Twenty minutes later Patrick walked into the Mayfly, the small hotel in the centre of town. Dr Hopkins looked up from his sandwich and coffee and his face flickered with something like disappointment before setting itself in a grave, but friendly way.

He said, ‘Patrick. Won’t you sit down. Can I get you a pint?’

‘I don’t drink,’ Patrick said, then realizing how ludicrous that sounded, added, ‘During the week,’ which was true.

‘Tea? Coffee?’

Patrick shook his head. He felt nervous. Perhaps this had not been such a good idea.

John Hopkins’s face was benign and comforting, full of concern and kindness, as it was when you went to him as a patient. Suddenly Patrick felt bad for carrying on with his daughter and not telling him about it.

‘I know why you are here, Patrick.’

‘Dr Hopkins, I’m sorry that we’ve been sneaking around but—’

‘Patrick, it’s all right, really.’ Patrick was relieved. This was a lot easier than he had thought it was going to be.

‘I understand that you love my daughter and want to marry her.’ Patrick tried to keep the surprise off his face. He had been expecting some kind of a ticking off.

‘And while you are a very fine young man, Patrick, I am just concerned, as any father would be, as your father would be if Sinead was being asked for her hand, as to how you are going to look after her?’

This was way more than Patrick could deal with on the spot. He tried to steady himself and come up with something, anything, to get himself out of, or indeed, into this fix. He wasn’t entirely certain what he wanted any more. Did he want to be with Rose and married? Or be with Rose and not married? Had he, indeed, asked Rose to marry him? He was sure he would have remembered if he had. What had Rosie told her father? Had she sent him here to put pressure on Patrick to get married? No. She was the one who had wanted to keep it a secret. This was clearly why. Patrick was certain he loved Rose but how could he say to Dr Hopkins, ‘I love your daughter but I am not sure if I want to marry her’?

Or, perhaps, he did want to marry her but, like the good doctor, was unsure how he would keep her? Patrick had had an idea about that too – what was it?

‘If I could just know, Patrick, that you had prospects, abroad even, then perhaps we might come to some kind of an arrangement.’

There it was!

‘Well, sir...’

‘Please call me John.’

‘Well, John, I had been thinking about going to London. Perhaps getting something set up over there and then sending for Rose, when she was finished school, of course, and after we were... you know...’ John looked at him quizzically until he said, ‘married.’

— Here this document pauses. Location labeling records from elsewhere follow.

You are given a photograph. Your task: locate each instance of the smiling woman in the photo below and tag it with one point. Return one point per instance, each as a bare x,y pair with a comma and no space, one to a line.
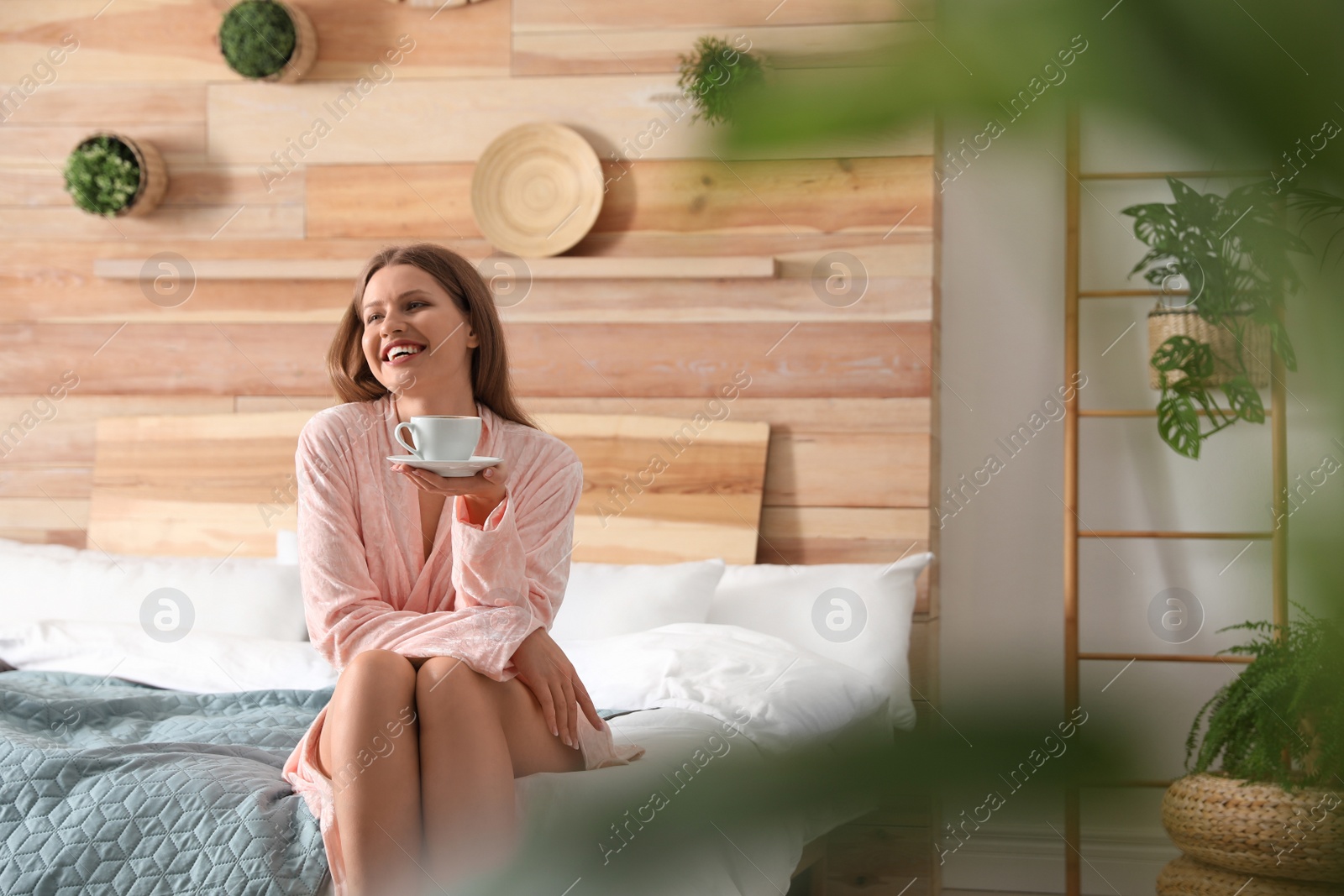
438,629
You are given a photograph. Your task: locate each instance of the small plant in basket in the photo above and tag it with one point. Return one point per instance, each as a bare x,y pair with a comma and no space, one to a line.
716,76
1234,255
1288,703
1276,735
268,40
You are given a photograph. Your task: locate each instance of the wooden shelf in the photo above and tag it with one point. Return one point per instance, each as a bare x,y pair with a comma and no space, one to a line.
1163,658
1155,533
1129,411
559,268
1164,175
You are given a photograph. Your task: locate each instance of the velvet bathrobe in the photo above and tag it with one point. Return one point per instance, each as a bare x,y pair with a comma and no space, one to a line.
367,584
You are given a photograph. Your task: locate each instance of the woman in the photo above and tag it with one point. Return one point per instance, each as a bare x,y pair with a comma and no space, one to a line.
430,595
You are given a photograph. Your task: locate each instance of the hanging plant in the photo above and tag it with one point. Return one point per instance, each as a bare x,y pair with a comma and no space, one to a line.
111,175
268,40
716,76
1234,255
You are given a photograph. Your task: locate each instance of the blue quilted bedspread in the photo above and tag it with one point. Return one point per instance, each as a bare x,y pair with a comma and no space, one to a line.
127,790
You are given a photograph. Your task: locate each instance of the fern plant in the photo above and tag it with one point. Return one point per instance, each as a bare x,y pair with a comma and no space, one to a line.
716,76
1287,705
102,175
257,38
1234,254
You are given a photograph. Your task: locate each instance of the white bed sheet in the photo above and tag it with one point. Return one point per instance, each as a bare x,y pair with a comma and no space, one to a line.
721,705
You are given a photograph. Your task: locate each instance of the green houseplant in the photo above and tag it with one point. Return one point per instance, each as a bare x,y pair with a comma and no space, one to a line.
113,175
1234,254
1277,734
714,76
268,39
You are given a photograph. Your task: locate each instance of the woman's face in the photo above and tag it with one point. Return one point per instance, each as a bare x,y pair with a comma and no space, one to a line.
413,331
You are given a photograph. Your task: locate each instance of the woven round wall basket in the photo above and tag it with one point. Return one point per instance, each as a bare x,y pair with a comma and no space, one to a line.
1189,878
154,175
537,190
1164,322
1257,829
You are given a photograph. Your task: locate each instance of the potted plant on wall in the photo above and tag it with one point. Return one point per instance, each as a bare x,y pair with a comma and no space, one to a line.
114,175
1233,253
1274,806
716,76
268,40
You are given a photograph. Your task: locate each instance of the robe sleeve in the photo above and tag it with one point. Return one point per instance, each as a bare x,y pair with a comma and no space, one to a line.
343,605
521,555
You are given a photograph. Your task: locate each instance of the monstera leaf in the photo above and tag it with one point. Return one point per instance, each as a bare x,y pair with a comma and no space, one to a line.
1178,423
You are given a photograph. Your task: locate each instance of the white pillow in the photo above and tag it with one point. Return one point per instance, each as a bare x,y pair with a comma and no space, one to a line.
167,597
764,687
602,600
853,613
203,663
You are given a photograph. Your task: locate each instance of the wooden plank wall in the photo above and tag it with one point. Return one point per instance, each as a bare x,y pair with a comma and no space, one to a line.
847,391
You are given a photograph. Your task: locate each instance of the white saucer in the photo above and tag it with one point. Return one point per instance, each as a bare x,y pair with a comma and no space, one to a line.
447,468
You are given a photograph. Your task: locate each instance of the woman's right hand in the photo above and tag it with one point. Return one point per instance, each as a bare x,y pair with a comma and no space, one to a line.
551,678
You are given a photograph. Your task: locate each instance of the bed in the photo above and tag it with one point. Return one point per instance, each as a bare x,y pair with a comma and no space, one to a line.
145,765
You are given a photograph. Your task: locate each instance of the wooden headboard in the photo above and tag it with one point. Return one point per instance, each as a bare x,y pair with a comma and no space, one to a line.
223,484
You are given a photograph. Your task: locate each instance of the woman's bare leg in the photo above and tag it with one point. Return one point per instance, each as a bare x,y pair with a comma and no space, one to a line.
476,735
369,747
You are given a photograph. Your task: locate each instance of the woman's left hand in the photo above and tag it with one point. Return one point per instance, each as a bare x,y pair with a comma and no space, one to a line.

‘And you’ll need some money to help you set up first?’

The way he said it, straight out like that, made it sound cheap, as if Patrick was begging for money, which he wasn’t. Then, the good doctor smiled, his kind, soft features sort of crumpling in on themselves, and Patrick knew he didn’t mean anything bad by it.

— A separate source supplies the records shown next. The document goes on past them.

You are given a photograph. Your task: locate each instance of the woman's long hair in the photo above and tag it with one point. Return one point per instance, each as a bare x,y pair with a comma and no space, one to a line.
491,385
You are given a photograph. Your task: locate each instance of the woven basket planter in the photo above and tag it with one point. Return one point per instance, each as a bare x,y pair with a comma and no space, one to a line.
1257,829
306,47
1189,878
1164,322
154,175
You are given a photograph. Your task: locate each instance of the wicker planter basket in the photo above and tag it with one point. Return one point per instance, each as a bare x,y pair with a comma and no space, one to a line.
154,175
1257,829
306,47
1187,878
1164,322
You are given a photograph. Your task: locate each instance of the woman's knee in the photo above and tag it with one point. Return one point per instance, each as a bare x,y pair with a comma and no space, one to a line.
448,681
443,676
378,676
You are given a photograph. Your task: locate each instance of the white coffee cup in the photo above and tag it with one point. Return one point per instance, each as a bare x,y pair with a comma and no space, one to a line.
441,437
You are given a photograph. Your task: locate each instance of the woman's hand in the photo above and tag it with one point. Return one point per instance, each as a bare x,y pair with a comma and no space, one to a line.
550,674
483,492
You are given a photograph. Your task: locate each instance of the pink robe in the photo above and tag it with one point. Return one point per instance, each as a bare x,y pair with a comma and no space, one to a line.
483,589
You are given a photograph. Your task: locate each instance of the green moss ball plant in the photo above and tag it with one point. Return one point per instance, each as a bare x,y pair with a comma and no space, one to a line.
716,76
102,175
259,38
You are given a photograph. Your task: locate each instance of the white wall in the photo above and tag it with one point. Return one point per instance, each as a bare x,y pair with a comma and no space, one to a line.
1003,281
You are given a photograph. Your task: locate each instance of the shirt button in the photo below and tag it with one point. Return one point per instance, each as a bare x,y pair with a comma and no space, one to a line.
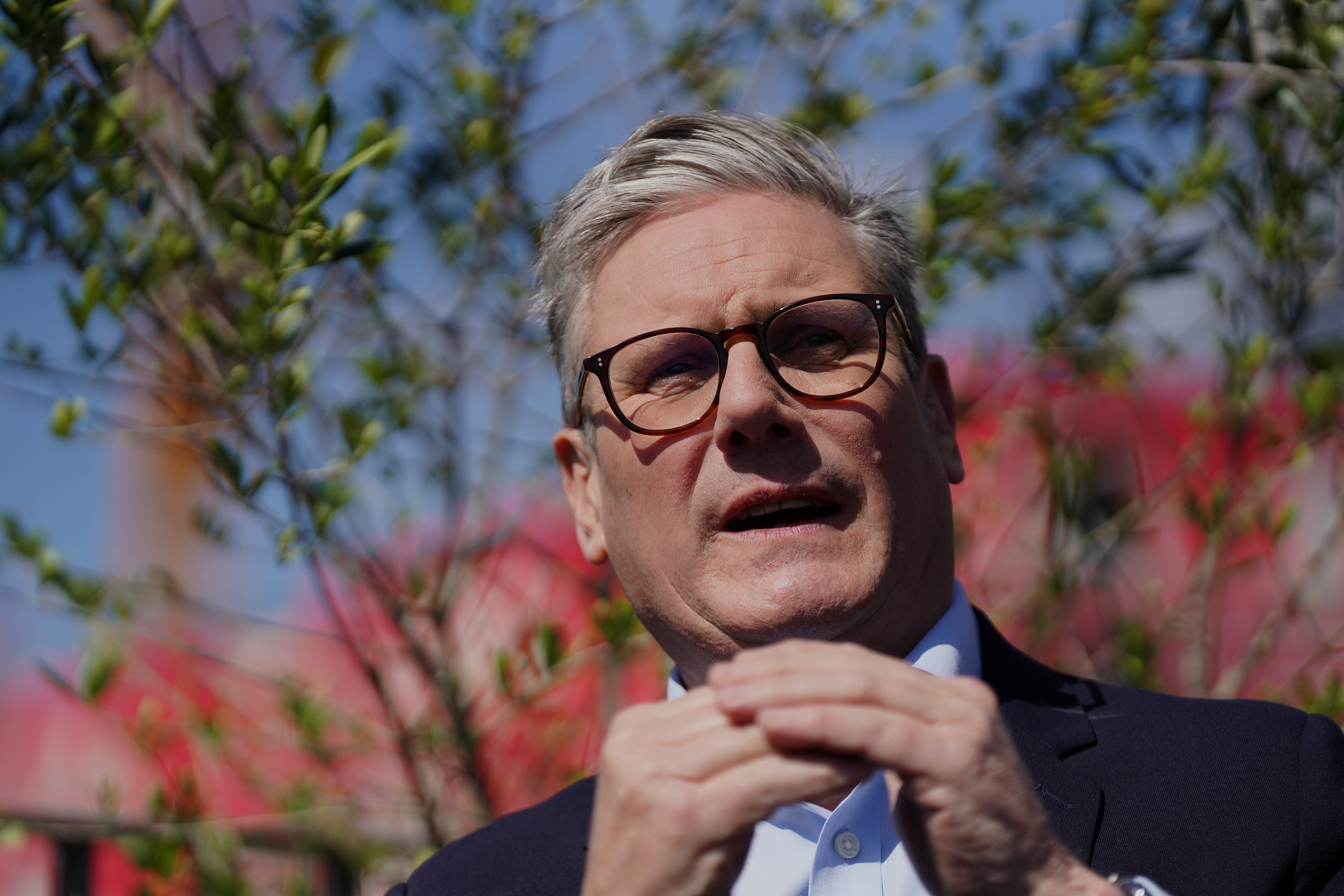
847,846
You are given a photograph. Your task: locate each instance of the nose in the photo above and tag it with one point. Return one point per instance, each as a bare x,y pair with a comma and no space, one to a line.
755,410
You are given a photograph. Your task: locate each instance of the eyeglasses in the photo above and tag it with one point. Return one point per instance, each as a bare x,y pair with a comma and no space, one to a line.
822,349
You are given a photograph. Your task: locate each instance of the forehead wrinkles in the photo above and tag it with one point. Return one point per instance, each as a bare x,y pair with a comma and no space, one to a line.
720,268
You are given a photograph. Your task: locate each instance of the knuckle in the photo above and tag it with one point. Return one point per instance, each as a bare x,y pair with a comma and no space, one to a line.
978,694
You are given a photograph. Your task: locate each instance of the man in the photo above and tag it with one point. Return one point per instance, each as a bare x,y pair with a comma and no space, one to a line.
761,445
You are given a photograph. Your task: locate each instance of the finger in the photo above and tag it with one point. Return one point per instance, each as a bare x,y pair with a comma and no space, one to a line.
881,738
749,793
714,753
689,743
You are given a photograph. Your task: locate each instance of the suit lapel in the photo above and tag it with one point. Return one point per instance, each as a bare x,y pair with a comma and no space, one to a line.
1046,714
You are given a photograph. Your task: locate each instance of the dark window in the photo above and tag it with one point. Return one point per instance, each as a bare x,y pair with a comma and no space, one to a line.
73,868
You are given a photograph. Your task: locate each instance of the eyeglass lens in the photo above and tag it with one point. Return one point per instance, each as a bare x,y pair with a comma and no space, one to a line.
822,350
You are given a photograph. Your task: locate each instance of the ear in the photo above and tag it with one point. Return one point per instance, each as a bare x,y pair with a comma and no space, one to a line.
940,410
583,489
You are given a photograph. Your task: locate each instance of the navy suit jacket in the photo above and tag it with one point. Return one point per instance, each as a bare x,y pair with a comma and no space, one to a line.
1206,797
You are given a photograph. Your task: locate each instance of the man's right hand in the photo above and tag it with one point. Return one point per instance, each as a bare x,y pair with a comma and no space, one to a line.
679,792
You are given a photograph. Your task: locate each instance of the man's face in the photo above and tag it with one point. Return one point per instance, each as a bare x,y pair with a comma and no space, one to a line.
872,561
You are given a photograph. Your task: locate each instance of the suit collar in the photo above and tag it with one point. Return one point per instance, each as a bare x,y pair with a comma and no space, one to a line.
1046,714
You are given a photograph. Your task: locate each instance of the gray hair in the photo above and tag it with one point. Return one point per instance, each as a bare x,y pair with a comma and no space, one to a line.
677,159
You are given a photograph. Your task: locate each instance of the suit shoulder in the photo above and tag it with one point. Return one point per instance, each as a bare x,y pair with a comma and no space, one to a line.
534,852
1236,718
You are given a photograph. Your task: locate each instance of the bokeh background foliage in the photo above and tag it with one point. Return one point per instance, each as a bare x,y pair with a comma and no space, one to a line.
299,261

‘I may be able to help you, Patrick,’ he said.

Then he leaned over and he patted Patrick’s hand, as he had done when he was a child, to comfort him before an injection.

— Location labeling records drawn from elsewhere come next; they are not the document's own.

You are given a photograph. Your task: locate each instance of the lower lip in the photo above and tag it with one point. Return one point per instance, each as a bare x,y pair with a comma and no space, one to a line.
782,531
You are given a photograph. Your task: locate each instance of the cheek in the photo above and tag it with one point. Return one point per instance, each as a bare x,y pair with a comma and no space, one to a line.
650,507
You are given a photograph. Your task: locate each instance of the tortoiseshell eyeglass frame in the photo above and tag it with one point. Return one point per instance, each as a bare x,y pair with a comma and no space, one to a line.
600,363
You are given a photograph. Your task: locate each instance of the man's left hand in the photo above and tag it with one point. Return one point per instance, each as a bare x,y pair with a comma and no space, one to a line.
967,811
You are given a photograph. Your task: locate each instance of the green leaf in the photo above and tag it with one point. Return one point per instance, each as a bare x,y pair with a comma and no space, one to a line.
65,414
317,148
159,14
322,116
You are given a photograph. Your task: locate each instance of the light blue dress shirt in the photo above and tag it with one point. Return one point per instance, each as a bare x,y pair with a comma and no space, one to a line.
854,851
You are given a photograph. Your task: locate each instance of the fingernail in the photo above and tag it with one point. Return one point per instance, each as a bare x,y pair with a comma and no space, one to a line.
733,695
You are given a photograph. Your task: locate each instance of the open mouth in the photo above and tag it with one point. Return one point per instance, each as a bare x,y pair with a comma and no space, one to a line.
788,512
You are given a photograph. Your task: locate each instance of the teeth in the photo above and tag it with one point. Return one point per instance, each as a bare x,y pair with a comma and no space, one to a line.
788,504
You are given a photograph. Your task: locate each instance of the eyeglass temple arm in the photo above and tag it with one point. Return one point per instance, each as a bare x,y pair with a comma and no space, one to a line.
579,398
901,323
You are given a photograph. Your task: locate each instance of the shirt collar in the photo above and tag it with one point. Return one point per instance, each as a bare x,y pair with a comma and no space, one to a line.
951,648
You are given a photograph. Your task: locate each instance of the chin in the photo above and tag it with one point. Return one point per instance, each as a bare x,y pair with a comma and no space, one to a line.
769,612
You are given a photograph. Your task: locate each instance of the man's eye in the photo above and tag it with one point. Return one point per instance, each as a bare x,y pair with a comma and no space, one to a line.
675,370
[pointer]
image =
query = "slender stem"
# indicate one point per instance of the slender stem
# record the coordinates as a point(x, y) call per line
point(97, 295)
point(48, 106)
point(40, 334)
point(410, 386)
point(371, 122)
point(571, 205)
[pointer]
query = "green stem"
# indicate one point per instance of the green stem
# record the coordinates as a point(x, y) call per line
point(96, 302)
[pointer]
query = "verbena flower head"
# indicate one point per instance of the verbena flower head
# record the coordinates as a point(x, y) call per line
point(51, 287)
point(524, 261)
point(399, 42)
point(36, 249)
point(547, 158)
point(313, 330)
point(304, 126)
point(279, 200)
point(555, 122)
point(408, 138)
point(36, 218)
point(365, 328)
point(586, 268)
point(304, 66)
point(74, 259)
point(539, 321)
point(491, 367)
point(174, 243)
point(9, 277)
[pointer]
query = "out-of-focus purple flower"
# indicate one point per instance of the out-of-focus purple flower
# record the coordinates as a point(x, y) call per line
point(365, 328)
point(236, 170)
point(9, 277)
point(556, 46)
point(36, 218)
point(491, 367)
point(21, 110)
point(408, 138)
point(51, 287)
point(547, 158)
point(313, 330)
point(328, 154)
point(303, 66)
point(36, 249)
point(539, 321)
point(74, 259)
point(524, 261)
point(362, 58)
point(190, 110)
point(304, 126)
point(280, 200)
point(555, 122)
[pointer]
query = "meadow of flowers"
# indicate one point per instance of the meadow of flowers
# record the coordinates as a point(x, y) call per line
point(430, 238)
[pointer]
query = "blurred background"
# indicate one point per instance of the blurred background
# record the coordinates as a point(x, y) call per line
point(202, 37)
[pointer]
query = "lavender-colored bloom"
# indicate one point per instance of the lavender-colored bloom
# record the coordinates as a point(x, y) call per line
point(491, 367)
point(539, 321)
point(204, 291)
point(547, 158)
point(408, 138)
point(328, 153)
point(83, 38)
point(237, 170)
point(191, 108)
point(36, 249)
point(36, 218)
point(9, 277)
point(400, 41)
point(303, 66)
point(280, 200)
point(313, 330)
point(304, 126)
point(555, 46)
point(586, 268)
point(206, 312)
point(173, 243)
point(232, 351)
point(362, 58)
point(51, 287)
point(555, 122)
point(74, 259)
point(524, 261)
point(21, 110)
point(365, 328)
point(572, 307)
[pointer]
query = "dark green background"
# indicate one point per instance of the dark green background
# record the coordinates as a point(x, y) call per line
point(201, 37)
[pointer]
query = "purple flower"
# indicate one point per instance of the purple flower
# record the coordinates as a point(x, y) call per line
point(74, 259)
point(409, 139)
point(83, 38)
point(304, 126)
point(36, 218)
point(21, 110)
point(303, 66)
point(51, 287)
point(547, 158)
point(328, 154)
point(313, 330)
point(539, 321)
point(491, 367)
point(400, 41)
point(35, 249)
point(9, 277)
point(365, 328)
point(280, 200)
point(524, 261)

Dr Hopkins had a cousin in New York who owned a large golf course and clubhouse. They held a lot of functions there, weddings, dances, ‘that type of thing’, he said. John was going to contact his friend and see if he could get Patrick a job there. Of course, he would have to start doing some work in the kitchens and waiting tables, but his friend was very well connected and would surely help him to get on in his singing career.

If things worked out, which of course they would, because John had always known Patrick Murphy to be a bright, intelligent and ambitious young man, Patrick would let John know when he had things set up, then he could send for Rose. John would organize everything from this end. But there was one proviso: Patrick was not to tell Rose he was leaving.

‘She will be so upset,’ John said, ‘and you know what the ladies are like, Patrick. They don’t always know what’s best for them. Look how she kept you a secret from us.’